Appel à contributions [see below for English version]

Depuis une trentaine d’années, les mémoires sont devenues omniprésentes dans l’espace public, et un objet d’étude pour l’histoire et les sciences sociales. Dans cet ensemble, les migrants occupent une place singulière. En France, ils ont été acteurs de ces mobilisations mémorielles, sans toujours le faire au nom de leurs origines. Dans le champ scientifique, des études portant sur les mémoires des migrations ont déjà permis d’éclairer un groupe ou un événement, mais leur historicisation reste encore largement à définir et à explorer.

L’approche par les mémoires des migrations permet d’envisager l’émigration et l’immigration, mais aussi les différentes catégories de migrants quel que soit leur statut. Par ailleurs, elle pose comme hypothèse la pluralité des mémoires selon les groupes, les motifs et les conditions de départ, les espaces d’installation, les époques. Enfin, elle laisse ouverte la définition de ce qui fait mémoire, par-delà l’expression des souvenirs individuels.
La première série de questionnements renvoie à la place des migrations dans cette résurgence des mémoires. Quelles mémoires des migrations s’expriment ici ? Comment s’articulent-elles à l’évolution générale du rapport au passé ? Est-ce qu’elles ressortent, comme ailleurs, d’une revendication de reconnaissance, voire de réparation ? Si on les confronte aux autres mobilisations mémorielles, est-ce qu’elles portent une temporalité singulière ? Des modalités d’expression et de transmission différentes ?
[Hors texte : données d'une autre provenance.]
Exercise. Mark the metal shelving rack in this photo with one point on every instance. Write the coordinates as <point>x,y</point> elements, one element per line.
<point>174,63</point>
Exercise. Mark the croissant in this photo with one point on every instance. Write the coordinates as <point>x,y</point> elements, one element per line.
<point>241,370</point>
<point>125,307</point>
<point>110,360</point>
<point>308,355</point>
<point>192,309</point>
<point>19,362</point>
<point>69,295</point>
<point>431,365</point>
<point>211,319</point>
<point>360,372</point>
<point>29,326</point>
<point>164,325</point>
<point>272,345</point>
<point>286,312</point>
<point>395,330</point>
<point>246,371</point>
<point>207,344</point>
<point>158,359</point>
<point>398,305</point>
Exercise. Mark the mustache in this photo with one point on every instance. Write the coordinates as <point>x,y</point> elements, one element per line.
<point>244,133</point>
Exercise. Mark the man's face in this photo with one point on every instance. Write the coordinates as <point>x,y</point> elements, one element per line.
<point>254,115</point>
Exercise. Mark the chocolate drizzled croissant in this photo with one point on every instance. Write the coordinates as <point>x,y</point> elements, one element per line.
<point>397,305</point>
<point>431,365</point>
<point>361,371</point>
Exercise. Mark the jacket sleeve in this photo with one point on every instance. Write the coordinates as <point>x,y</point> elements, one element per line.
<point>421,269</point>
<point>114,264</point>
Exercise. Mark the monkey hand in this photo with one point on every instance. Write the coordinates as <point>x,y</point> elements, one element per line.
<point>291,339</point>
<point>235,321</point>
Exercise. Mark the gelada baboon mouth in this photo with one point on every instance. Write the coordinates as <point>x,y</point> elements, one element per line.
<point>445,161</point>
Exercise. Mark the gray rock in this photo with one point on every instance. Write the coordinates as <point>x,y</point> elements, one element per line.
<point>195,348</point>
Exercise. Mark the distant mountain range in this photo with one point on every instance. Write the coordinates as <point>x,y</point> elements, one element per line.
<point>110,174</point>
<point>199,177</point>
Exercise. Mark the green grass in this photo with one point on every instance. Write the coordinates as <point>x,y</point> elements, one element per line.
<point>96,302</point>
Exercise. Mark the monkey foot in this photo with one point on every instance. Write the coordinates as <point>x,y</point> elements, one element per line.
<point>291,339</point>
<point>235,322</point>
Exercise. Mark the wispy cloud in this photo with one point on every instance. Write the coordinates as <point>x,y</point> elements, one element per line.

L’expression au présent de ces mémoires ne peut se comprendre sans être replacée dans un processus de plus longue durée, au cours duquel le rapport au passé a revêtu des formes différentes, qu’il s’agira également de saisir.

Mais au-delà de ces mobilisations contemporaines, il convient de réfléchir plus généralement au rôle tenu par la mémoire dans l’histoire des migrations depuis le XIXe siècle, notamment dans la formation des identités de groupe et dans la constitution de réseaux transnationaux et diasporiques.

Nous proposons de nourrir la réflexion autour de cinq axes, dont les frontières sont évidemment poreuses.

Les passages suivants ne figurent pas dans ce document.